For students who are extremely advanced, we might consider whole-grade acceleration, commonly referred to as “grade skipping”. In this case, a student might demonstrate the ability to do academic work in all subjects that’s above level. This is always a complex decision and we use a standardized tool called the Iowa Acceleration Scale to guide the school team in planning.
Doing more faster isn’t our only option, however. We can also meet needs by giving students a richer, more sophisticated learning experience. This is the equivalent of letting our teenager eat on the same schedule as the rest of the family but modifying the menu to get more nutrition into the same meals.
In the classroom, this means we might continue working on grade level topics, but will ask the student to do more complex things with the knowledge. Or we might reach out and try topics that aren’t part of the normal K-12 curriculum (i.e. giving the student new foods to try that aren’t on the menu). In many cases, we want to give all students the opportunity to try these new foods, so while they are a normal part of the plan for a gifted student’s diet, there will often be many other students who taste and try them as well.

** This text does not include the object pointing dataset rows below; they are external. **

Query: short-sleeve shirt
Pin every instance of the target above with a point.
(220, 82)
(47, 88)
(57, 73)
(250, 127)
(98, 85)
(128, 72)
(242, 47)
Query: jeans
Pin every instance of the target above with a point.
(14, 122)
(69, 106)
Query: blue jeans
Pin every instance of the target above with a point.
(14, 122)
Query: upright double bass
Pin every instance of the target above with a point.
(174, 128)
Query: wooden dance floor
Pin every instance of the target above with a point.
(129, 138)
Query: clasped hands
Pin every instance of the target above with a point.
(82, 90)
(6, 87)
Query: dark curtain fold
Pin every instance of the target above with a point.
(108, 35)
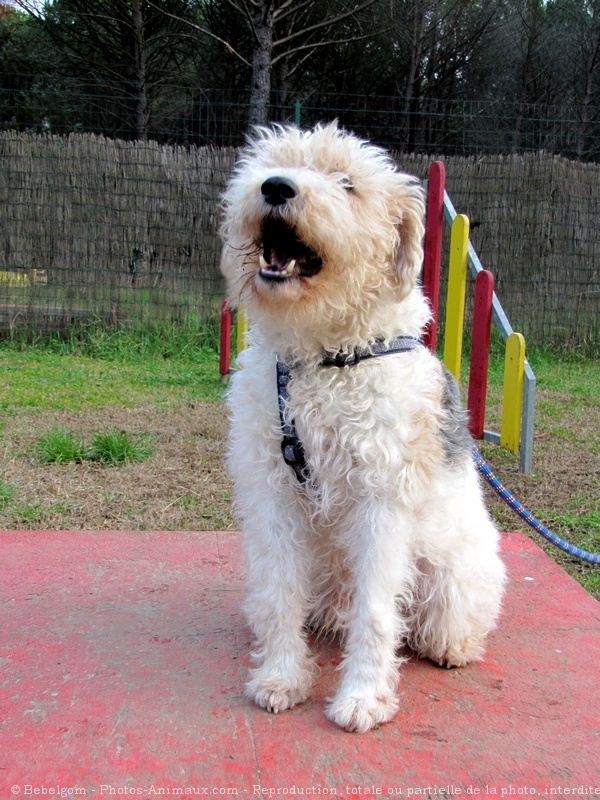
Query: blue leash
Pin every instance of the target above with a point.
(527, 516)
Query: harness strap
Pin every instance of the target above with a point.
(291, 446)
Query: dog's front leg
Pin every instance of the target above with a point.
(366, 696)
(276, 607)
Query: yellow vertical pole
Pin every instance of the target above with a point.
(241, 330)
(457, 288)
(512, 399)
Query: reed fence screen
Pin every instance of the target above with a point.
(127, 233)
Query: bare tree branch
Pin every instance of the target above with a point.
(205, 31)
(324, 24)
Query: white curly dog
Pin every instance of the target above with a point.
(360, 505)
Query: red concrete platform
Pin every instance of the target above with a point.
(123, 657)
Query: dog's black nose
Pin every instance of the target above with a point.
(278, 190)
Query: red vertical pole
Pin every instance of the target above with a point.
(480, 352)
(434, 227)
(225, 341)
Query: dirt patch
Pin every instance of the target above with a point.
(184, 485)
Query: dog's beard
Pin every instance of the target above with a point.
(284, 255)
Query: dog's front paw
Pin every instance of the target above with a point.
(360, 713)
(275, 694)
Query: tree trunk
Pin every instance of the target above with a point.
(141, 110)
(261, 65)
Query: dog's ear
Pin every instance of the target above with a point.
(410, 211)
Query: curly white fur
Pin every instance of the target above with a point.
(389, 543)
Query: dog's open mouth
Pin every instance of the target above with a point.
(284, 255)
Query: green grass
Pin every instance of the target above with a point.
(58, 446)
(117, 447)
(79, 371)
(7, 494)
(167, 366)
(111, 448)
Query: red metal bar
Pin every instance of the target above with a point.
(434, 226)
(225, 341)
(480, 352)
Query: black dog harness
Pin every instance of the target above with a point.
(291, 446)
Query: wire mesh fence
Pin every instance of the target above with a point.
(191, 114)
(127, 232)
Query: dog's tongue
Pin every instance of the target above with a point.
(277, 266)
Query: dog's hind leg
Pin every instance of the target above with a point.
(276, 607)
(459, 592)
(379, 559)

Because enrichment allows us to give many students what they need without having to make extra meals or feed several completely different meals to different students at the same time, it is often the best tool in the curriculum kitchen.
In practice, most gifted learners need some combination of acceleration and enrichment. When we find a student with such complex needs, it’s a good indication that we need to get the team together regularly to create a detailed, individualized plan for his or her learning. This is the purpose of a gifted IEP and is one of the main questions we ask when deciding if a student is eligible for gifted support.